Realizing the ineffectiveness of national divisions, Galitsky continued the offensive with the 257th and the 47th. In the following days, the 257th and 47th mopped up the remaining German resistance, finishing with the capture of the citadel on 16 January. By the end of the fighting, at 18:00 on 16 January, the division had a total strength of 3,344 men, with 1,570 in its three rifle regiments. The division received 5,020 replacements, overwhelmingly for its infantry, between 27 November and 10 January.
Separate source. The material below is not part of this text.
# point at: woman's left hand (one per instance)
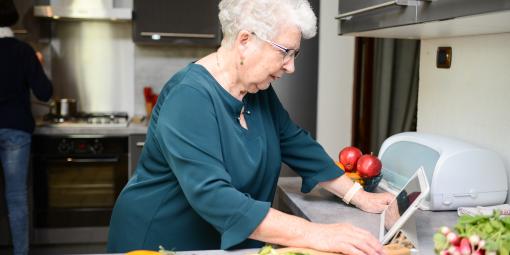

After the liberation of Velikiye Luki, the division was withdrawn to the second echelon of the army on 17 January, where it remained until 9 February. Between 10 and 12 February the division fought in the area of Gorovatka, 10 kilometers northwest of Velikiye Luki. During the three days of fighting, the 257th lost 465 killed and 811 wounded. This reduced the division to 2,008 men by 18 February when it was holding defensive positions. In March, Major General Mikhail Ozimin became division commander. For the "skill and courage" demonstrated by its personnel during the Battle of Velikiye Luki, the division was reorganized as the 91st Guards Rifle Division on 18 April 1943.